Circa 12 giorni fa ho avuto fra le mani MacOsX per x86 e quindi decisi di provarlo sul portatile. Non volendo per nessun motivo cancellare gentoo ho cancellato la partizione "rescue" e li ho installato MacOsX.

Tutto andava bene, tranne la risoluzione 1280x800 che non era supportata in quanto mancavano i driver ati. Ho deciso allora di usare la 1024x768, ma come molti sanno se imposti una risoluzione non Widescreen su un Widescreen l'effetto è bruttissimo!! Cosi sono andato nel Bios e ho settato in modo che lo schermo non venisse "allargato" con le risoluzioni piu basse di 1280x800. Cosi riuscivo a far partire MacOsX a 1024x768 con 2 bande nere laterali.

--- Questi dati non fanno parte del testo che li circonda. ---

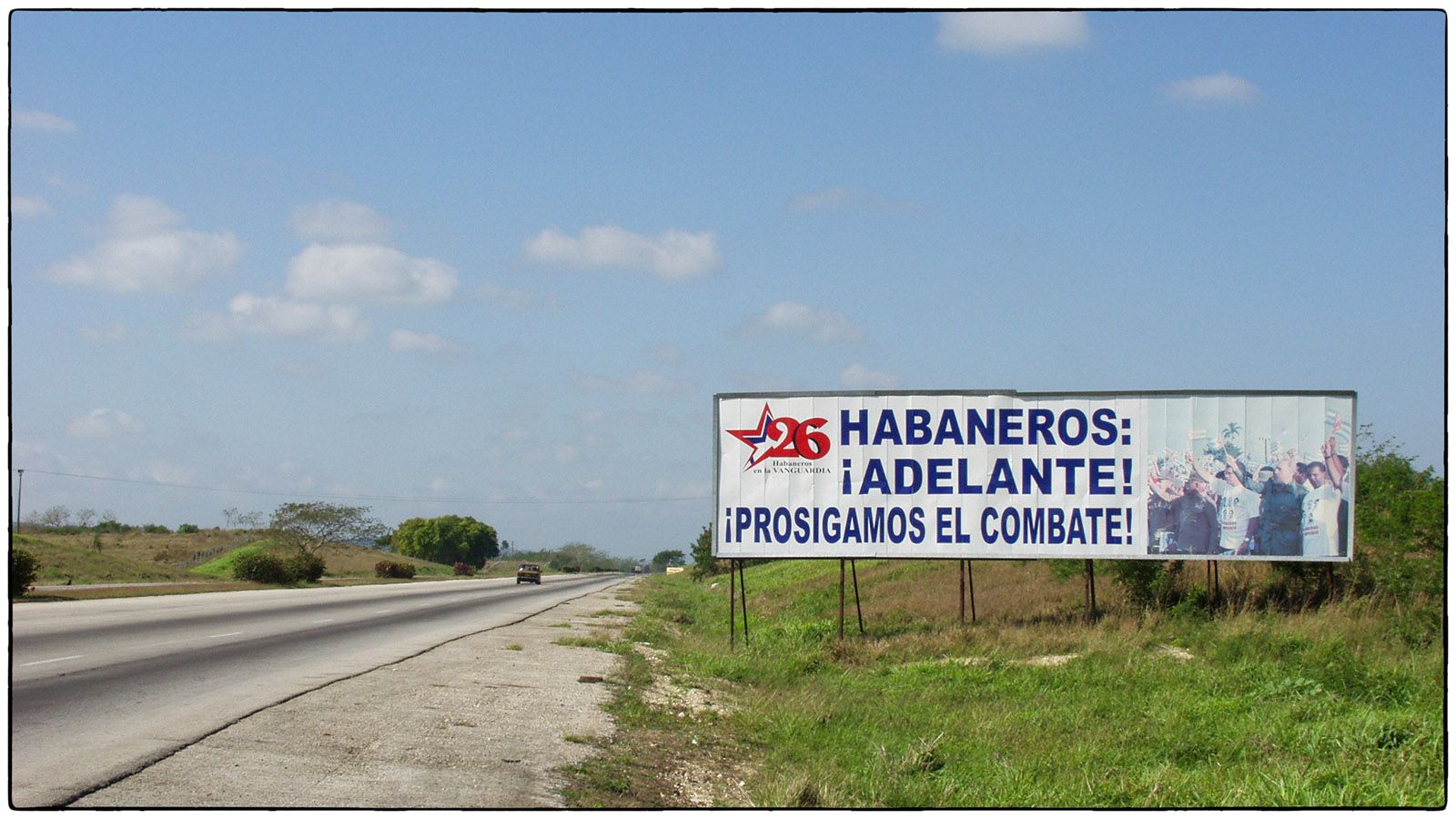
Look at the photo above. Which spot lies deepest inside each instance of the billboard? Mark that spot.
(1198, 475)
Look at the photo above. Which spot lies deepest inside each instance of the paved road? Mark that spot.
(102, 688)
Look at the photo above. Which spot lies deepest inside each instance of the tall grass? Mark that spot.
(1030, 707)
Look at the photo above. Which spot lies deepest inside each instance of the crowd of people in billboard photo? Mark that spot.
(1215, 503)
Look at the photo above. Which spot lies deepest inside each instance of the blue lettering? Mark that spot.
(848, 426)
(1040, 421)
(939, 471)
(887, 430)
(1106, 423)
(907, 475)
(1103, 475)
(917, 428)
(1082, 428)
(1011, 426)
(950, 429)
(875, 479)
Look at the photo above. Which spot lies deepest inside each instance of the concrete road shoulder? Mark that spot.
(480, 722)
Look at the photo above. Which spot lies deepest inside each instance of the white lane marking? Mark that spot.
(53, 661)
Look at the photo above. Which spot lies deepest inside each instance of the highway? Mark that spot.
(102, 688)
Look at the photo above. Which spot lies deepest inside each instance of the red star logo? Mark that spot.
(757, 439)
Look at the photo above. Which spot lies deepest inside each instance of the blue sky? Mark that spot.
(499, 264)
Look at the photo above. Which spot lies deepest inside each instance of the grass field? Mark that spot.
(1028, 707)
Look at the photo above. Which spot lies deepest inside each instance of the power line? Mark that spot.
(378, 499)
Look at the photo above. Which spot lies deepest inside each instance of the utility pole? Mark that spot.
(19, 487)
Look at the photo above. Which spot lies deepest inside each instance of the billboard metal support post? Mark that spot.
(743, 589)
(970, 583)
(733, 601)
(735, 588)
(960, 564)
(842, 598)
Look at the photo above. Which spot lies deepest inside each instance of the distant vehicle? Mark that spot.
(528, 573)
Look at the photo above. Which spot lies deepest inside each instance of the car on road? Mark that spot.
(528, 573)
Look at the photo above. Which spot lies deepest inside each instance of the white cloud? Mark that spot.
(514, 299)
(162, 472)
(40, 121)
(300, 370)
(801, 319)
(29, 207)
(666, 354)
(147, 251)
(339, 220)
(640, 382)
(670, 257)
(296, 319)
(841, 198)
(1213, 87)
(1011, 33)
(373, 273)
(208, 327)
(823, 200)
(104, 423)
(859, 376)
(108, 334)
(411, 341)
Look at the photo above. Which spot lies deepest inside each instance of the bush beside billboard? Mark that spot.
(1190, 475)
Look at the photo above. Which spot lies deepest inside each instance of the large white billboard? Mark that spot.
(1206, 475)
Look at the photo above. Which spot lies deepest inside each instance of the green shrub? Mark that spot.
(1149, 583)
(390, 569)
(264, 569)
(24, 569)
(306, 567)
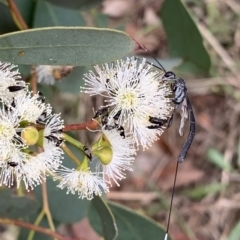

Allora... fin qui tutto bene.

Circa 3 ore fa il portatile ha cominciato a sclerare, anzi lo shcermo o la scheda video hanno cominciato a sclerare!!

Ci sono EVIDENTI e Grosse corruzioni video, anche nel bios per dirvela tutta, quindi non è un porblema software!!

Secondo voi cosa puo essere stato? MacOsX? era da un po' che ci giocavo, sembra piuttosto che quando gli ho fatto passare un po' di tempo con lo schermo a bande laterali sia schizzato.

Qualcuno mi dica qualcosa...

Ora, siccome il portatile è ancora in garanzia secondo voi mi rompono le scatole per linux, per aver cancellato la partizione di rescue e per aver messo su MacOsx x86.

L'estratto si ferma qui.